An interesting observation from our analysis is that the cholera risks of a vaccinated older child (ages 5 to 15 years) and a vaccinated adult (15 years old and older) are very close, despite the fact that unvaccinated adults have a lower risk of cholera than an unvaccinated older child. Using young children (ages 1 to 5 years) from the placebo group as reference, the risks experienced by both aforementioned groups are 30-fold lower. This suggests that the vaccine reduced the risk level of those 5 years old and older to a similarly low level.
The results presented here may be relevant for future routine OCV deployment plans in endemic regions where cholera strikes frequently. Our analyses show that OCV could provide 5 years of high-quality protection for those over 5 years old with no evidence of waning among adults, suggesting that they might not need to be re-vaccinated frequently to maintain protection, making mass vaccination more cost-effective in cholera-endemic regions. However, younger children are at high risk of cholera in this population and OCV may confer lower protection, thus re-vaccination when they are older may be desirable.

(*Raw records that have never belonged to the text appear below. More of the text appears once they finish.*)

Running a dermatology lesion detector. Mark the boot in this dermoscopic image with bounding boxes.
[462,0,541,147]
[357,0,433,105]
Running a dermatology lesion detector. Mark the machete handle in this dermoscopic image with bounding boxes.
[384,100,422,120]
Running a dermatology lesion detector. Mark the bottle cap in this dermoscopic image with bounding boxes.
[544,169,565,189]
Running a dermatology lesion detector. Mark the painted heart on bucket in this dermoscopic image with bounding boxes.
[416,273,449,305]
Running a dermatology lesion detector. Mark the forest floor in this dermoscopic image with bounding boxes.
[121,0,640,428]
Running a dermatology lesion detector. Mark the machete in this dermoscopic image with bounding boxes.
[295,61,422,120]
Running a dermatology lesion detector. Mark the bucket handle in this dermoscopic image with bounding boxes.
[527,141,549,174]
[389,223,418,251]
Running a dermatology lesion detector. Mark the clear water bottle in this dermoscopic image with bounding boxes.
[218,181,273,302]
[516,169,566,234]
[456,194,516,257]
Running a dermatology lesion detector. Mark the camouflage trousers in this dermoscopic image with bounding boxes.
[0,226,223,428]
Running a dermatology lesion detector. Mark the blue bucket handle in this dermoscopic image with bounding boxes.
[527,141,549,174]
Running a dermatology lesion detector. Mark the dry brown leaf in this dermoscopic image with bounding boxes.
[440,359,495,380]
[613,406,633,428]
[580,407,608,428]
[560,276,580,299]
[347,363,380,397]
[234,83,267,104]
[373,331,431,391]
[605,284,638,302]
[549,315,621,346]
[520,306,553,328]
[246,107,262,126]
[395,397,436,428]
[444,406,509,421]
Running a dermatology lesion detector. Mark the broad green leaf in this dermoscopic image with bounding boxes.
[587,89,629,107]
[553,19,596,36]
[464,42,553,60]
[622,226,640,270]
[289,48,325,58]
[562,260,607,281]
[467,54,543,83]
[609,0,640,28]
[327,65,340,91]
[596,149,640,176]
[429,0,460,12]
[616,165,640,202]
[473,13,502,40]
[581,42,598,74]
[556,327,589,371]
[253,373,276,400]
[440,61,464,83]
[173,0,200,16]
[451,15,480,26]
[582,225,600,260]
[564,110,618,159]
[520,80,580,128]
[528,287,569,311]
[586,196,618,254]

The duration of protective efficacy of OCV may differ in endemic and epidemic regions. Repeated exposure to V. cholerae may serve as natural boosters for vaccinees, prolonging their protection [7, 20]. Therefore, vaccine protection may appear to wane more quickly in populations exposed to cholera less frequently. OCV use outside Asia has largely been to prevent or mitigate outbreaks in populations that do not see cholera every year [21]. OCV was recently used in reactive campaigns during outbreaks in Guinea and Haiti, and the VE estimated during these outbreaks was consistent with the estimates from Kolkata reported here [22, 23], but the duration of protection in these populations is not yet known. Additional studies are needed to estimate how long two doses of OCV can confer protection in populations outside well-studied South Asian endemic regions.